The Washington Post: “Good Food Markets is just one of a handful of neighborhood grocery stores that have opened across Washington DC recently, part of what appears to be a resurgence of small-scale groceries catering to neighborhood residents — in stark contrast to the trend of disappearing mom-and-pop stores in small towns across the country. Even as more openings are in the pipeline for large retail chains such as Whole Foods and Wegmans, the smaller neighborhood stores are making their mark. By one count, at least six have opened since 2015, and more are in the works.”

“There is a ‘renaissance of the neighborhood,’ said Keith Sellars, president and chief executive of the Washington D.C. Economic Partnership, a nonprofit, ‘and people want services that they can walk to’ as well as ‘convenience on all levels.’ The new corner groceries are part of a broader back-to-the-city movement in parts of the country, said Brett Theodos, a senior research associate in the Metropolitan Housing and Communities Policy Center at the Urban Institute. That trend, Theodos said, is driving demand for a ‘job-rich, transit-rich environment’ and ‘the meeting together of commercial and residential sectors in a way that feels very authentic and vibrant’.”
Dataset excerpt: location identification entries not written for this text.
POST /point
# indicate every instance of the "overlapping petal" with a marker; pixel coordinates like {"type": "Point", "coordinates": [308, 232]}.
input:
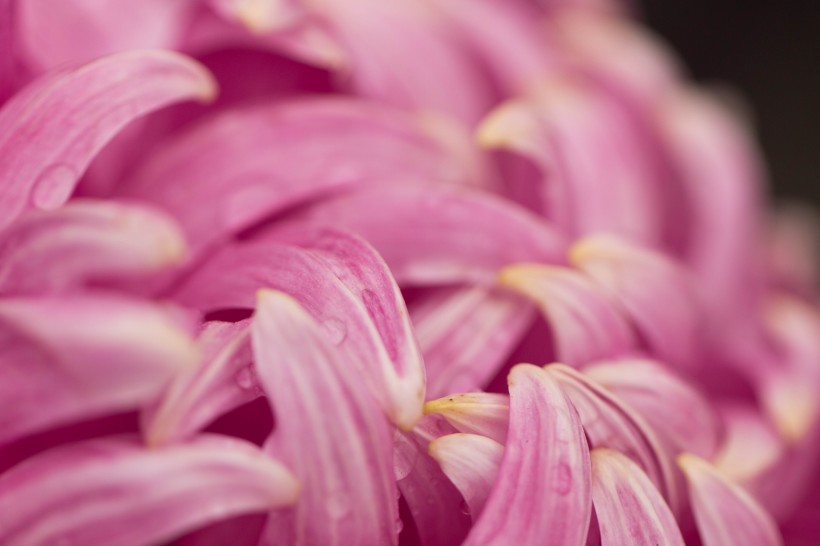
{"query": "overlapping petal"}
{"type": "Point", "coordinates": [114, 491]}
{"type": "Point", "coordinates": [50, 131]}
“Owners of these newer neighborhood grocery markets push back against the idea that their stores, which often stock more expensive, specialty items, price out lower-income consumers and are yet another instance of gentrification. For one thing, many of the new stores have opened in spaces that had stood vacant for some time … at Good Food Markets, the driving mission of the entire business is ‘bringing the overall progress of prosperity and development across the District,’ co-founder Kris Garin said. Good Food Markets intentionally chose to open on Rhode Island Avenue … where close to a quarter of the population are food stamp recipients, said Philip Sambol, the vice president for operations. The goal is to make healthy food accessible to everyone.”